Multi-linearity, hypertext and disembodiment

Week 5’s reading¬†¬†by George P. Landow helps to make sense of the linearity of print mediums and the multi-linearity of online mediums (as result of hypertext). In regards to writing on the internet, Landow mainly uses blogs as an example, reiterating a lot of what Adrian Miles has been going on about in our Network Media Symposiums.

As most computerised programs are a simulation of something real and physical, the blog is essentially a simulation of a diary or journal. Or is it? The blog does a few things differently. For one, it organises posts in reverse chronological order, going from the most recently dated post to the oldest post – very much unlike the sequentially ordered book. Not saying that you couldn’t do that with a diary if you wanted to, it is just that the materiality of a physical book and the conventions of reading seem to go against the ‘backwards’ ordering of entries. However, the biggest difference between print and the internet is the enabling of hypertext: the idea that a blog can link you to anywhere else on the web, but maybe most helpfully, it can directly link you back to other entries that have been posted on the same blog previously, giving the reader the ability to put events into greater context. On the other hand, in order to give readers a deeper understanding of a subject, a journal would have to explain the whole story again, or reference a text ‘outside’ of the text the reader physically has in front of them – which they might not be able to get their hands on. In this way print can be seen as a rather ‘closed’ medium and the internet a more ‘open’ one. This concept allows for the idea of multi-linearity; hypertext let’s the reader chose their own ‘pathway’ through a piece of writing by providing them with links to sites ‘outside’ of the dominant text.

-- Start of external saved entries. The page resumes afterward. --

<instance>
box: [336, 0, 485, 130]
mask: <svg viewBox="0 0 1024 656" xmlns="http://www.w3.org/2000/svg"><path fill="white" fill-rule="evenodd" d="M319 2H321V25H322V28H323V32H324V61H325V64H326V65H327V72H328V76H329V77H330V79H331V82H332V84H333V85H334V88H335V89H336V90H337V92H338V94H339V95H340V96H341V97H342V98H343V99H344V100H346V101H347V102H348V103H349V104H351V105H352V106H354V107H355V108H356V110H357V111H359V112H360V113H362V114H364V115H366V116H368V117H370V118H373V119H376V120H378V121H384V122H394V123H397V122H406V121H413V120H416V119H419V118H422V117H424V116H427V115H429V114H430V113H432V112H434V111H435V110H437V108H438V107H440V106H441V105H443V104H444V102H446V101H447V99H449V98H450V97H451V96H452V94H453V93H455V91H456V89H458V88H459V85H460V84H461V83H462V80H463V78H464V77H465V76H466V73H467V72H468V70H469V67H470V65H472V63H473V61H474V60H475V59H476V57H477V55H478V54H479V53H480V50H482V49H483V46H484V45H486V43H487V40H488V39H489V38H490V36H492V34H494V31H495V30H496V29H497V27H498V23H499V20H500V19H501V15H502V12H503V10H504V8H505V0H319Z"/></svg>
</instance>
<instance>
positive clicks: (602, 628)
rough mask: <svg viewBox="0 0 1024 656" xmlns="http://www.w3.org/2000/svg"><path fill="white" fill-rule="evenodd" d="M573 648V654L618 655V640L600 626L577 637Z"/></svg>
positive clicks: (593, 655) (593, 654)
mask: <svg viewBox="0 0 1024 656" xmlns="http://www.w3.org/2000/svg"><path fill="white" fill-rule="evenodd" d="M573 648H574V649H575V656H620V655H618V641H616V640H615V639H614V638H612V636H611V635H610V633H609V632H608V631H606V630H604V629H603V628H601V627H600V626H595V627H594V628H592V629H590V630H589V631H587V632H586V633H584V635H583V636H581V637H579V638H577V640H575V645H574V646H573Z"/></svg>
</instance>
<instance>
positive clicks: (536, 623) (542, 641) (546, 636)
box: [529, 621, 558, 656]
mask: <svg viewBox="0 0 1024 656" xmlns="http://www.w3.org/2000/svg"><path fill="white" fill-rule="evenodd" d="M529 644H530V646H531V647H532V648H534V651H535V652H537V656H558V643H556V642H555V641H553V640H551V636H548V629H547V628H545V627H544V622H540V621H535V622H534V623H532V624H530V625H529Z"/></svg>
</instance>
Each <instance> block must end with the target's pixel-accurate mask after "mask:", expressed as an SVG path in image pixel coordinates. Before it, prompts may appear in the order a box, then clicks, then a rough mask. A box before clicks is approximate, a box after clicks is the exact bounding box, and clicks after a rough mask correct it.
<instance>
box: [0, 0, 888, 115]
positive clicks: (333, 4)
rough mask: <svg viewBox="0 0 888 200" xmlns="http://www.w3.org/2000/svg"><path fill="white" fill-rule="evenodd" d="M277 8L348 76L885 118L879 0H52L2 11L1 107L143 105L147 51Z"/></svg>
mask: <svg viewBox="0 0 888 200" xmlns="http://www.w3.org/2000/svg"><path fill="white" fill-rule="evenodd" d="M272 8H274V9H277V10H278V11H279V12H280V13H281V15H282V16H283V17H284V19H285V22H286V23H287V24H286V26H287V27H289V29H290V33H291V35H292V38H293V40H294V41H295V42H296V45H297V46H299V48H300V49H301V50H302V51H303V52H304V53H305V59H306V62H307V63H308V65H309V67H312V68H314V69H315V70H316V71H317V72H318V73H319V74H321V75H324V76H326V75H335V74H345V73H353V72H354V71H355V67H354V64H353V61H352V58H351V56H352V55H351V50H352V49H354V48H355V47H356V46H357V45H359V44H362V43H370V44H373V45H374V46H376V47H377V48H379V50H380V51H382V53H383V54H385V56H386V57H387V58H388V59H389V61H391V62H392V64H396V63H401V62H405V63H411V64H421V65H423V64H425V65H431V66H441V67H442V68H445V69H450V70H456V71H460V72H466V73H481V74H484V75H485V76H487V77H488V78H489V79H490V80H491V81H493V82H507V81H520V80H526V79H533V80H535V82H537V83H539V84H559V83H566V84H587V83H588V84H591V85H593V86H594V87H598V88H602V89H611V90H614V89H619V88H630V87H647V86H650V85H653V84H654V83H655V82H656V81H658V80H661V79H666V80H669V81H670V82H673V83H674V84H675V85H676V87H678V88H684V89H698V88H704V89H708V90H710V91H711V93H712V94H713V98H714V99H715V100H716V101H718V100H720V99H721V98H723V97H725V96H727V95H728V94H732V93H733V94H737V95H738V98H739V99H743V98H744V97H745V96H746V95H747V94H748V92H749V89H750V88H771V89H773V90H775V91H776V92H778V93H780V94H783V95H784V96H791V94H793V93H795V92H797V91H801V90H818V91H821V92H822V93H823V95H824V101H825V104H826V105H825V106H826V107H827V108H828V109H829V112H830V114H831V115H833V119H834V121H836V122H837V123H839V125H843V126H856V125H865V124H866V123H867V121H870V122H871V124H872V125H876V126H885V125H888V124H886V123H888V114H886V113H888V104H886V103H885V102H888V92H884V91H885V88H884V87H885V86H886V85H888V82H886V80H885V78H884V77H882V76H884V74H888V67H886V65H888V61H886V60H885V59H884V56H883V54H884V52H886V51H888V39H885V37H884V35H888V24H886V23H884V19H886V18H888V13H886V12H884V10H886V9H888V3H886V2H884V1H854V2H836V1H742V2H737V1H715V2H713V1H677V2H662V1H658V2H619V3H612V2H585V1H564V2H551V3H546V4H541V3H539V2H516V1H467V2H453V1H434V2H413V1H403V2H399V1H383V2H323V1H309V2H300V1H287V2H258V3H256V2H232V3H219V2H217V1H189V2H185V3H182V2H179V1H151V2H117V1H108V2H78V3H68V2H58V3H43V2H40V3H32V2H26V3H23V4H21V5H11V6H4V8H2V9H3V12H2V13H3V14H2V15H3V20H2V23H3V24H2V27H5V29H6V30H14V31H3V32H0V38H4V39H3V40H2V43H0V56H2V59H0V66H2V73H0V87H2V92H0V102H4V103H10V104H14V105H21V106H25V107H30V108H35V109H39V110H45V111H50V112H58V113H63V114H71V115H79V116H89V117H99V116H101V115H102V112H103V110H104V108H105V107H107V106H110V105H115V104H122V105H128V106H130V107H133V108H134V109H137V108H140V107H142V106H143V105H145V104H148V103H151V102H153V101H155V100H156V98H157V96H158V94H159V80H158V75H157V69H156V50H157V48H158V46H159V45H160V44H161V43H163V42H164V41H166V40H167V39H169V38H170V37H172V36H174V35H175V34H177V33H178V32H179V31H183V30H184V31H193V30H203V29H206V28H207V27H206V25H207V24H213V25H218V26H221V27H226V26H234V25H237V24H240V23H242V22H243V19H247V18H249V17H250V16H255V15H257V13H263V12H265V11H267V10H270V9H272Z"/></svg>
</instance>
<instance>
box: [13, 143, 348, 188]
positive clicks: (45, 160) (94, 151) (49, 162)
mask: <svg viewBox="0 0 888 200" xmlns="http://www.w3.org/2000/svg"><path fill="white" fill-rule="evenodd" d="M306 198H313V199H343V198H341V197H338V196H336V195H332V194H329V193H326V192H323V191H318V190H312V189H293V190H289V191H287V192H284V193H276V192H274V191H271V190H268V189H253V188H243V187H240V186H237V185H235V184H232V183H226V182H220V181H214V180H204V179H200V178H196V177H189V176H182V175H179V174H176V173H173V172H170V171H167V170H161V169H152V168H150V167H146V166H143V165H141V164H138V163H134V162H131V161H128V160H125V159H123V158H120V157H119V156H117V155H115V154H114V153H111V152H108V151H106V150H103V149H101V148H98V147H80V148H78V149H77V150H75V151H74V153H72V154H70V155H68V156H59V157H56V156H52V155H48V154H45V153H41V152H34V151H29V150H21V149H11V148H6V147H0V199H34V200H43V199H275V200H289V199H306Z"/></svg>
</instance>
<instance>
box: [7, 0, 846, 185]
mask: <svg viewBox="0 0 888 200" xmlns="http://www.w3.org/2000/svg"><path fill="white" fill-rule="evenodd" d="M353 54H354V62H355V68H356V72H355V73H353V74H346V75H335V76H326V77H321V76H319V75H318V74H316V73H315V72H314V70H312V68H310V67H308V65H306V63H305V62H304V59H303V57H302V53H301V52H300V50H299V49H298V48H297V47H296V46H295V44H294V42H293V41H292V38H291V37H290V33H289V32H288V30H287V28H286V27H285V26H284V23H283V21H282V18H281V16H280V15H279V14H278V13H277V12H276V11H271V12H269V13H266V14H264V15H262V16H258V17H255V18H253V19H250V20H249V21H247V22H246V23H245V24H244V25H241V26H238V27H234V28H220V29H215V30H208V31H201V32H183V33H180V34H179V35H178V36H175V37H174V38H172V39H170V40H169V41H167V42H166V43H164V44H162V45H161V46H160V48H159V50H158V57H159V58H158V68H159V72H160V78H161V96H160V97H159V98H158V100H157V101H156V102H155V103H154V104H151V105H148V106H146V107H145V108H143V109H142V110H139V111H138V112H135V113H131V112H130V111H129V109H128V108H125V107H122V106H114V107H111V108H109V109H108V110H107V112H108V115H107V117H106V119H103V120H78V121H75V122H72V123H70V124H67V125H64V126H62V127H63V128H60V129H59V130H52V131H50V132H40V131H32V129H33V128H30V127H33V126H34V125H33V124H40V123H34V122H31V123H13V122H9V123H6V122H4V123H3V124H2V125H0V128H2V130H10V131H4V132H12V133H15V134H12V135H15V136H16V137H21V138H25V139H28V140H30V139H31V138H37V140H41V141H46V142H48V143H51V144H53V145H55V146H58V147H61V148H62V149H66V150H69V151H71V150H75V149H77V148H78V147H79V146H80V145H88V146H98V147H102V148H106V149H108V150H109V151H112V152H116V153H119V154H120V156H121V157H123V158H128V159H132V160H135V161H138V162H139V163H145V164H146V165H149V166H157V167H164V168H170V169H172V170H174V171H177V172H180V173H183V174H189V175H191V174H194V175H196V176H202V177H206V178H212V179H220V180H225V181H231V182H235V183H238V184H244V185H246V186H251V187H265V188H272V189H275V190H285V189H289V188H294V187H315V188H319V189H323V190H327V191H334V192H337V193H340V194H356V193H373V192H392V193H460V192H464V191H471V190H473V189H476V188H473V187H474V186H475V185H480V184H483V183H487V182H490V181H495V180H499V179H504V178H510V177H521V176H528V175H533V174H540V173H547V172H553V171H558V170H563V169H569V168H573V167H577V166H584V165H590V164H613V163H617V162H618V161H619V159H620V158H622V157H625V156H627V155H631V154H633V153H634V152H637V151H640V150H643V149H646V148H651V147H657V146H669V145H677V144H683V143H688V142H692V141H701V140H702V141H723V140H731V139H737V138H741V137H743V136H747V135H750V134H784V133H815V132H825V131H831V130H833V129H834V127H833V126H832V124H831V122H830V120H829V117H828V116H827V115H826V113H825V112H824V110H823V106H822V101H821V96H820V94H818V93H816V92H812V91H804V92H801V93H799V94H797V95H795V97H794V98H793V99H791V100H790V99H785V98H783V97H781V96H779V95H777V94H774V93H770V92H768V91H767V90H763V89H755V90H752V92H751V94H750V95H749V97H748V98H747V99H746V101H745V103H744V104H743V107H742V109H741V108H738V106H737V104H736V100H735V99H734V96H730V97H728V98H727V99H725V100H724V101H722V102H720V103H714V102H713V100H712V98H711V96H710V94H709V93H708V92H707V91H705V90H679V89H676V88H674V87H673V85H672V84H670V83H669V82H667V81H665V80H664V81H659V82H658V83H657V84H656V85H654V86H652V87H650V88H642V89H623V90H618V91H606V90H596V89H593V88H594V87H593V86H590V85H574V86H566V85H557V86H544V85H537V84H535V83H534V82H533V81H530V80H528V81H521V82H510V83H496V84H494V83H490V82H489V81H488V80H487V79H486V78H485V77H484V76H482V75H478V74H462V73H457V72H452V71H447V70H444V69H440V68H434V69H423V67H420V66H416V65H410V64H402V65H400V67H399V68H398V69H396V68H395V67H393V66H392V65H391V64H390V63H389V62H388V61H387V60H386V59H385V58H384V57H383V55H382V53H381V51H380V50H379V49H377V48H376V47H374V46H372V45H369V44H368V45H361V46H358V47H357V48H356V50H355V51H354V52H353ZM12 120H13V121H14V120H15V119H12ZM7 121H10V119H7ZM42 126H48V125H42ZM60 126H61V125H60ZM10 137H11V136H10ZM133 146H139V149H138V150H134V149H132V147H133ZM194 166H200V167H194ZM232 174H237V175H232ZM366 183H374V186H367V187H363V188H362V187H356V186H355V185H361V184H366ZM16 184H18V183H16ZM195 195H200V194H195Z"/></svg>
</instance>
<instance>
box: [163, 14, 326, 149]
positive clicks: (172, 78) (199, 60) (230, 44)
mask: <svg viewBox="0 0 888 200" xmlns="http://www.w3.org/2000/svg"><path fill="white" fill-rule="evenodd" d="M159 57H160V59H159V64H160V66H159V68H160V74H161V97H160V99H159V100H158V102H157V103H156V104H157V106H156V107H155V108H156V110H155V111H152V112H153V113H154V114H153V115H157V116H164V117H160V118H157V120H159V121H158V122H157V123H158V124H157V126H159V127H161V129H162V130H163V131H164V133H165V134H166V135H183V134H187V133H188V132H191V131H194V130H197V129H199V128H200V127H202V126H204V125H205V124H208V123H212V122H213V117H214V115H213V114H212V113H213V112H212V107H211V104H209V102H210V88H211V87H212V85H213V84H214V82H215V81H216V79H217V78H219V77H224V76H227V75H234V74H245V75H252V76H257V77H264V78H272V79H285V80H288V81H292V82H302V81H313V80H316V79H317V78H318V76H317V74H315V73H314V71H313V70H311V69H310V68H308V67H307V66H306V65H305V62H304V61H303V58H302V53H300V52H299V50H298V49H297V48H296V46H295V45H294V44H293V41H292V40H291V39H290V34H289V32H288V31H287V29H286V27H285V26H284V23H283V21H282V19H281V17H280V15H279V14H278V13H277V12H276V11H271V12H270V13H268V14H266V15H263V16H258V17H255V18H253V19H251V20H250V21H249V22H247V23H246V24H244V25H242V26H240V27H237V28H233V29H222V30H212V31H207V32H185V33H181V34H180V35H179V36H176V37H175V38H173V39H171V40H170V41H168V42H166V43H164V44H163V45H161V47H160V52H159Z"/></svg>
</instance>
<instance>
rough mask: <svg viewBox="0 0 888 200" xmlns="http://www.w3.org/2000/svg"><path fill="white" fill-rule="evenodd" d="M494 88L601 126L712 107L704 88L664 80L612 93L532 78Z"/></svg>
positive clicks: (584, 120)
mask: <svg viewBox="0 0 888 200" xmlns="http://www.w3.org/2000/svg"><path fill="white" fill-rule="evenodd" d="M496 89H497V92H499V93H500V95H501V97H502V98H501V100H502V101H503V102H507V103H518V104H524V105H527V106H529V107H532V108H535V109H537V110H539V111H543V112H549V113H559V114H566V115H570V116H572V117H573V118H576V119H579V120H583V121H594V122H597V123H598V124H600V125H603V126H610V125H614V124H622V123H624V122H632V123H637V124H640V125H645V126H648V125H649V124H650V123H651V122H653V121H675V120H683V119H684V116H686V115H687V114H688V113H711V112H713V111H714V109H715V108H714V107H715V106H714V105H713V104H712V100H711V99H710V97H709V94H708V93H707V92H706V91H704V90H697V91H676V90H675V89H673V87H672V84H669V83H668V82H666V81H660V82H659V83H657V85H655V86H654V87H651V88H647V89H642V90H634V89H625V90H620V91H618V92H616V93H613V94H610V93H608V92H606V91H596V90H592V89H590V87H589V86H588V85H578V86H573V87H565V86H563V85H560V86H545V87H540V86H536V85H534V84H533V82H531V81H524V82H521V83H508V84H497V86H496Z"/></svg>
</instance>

Another element of the blog that is different to the diary is that fact that it is public. It has taken me a while to realise that when I am writing for my blog I am writing, not only for myself (which is the main and generally the only point to a diary) but with the intention that it will be read by someone else. I think this is because it doesn’t feel ‘completely’ public, there is still a facade between myself and the readers of my blog. I am not physically saying this stuff to their faces, I don’t really know there’s anyone else ‘there’ reading my blog, I am just writing this stuff on a webpage in the hope that someone might be vaguely interested in what I have to say. So essentially I agree with McNeill when he says that web diaries ‘blur the distinction between online and offline lives, ‘virtual reality’ and ‘real life’, ‘public’ and ‘private”. Another part of blogging that differentiates itself from print/written form is the idea of participation – if someone comments on my blog I know they have read that post, but if someone bought a book I wrote for instance, I wouldn’t actually know that they’ve read it, because there is little chance for readers to provide book-writers with feedback. In saying this, readers and writers of blogs still have the problem that their identities can be quite anonymous online – they are ‘disembodied’ participants hiding behind the ‘grille’ of the internet. Although the mixture between a virtual identity and the publicness of a blog can cause problems online (take trolling as an example), it also creates an opportunity for people to expose themselves a lot more through their writing and personal taste, which is a good thing right?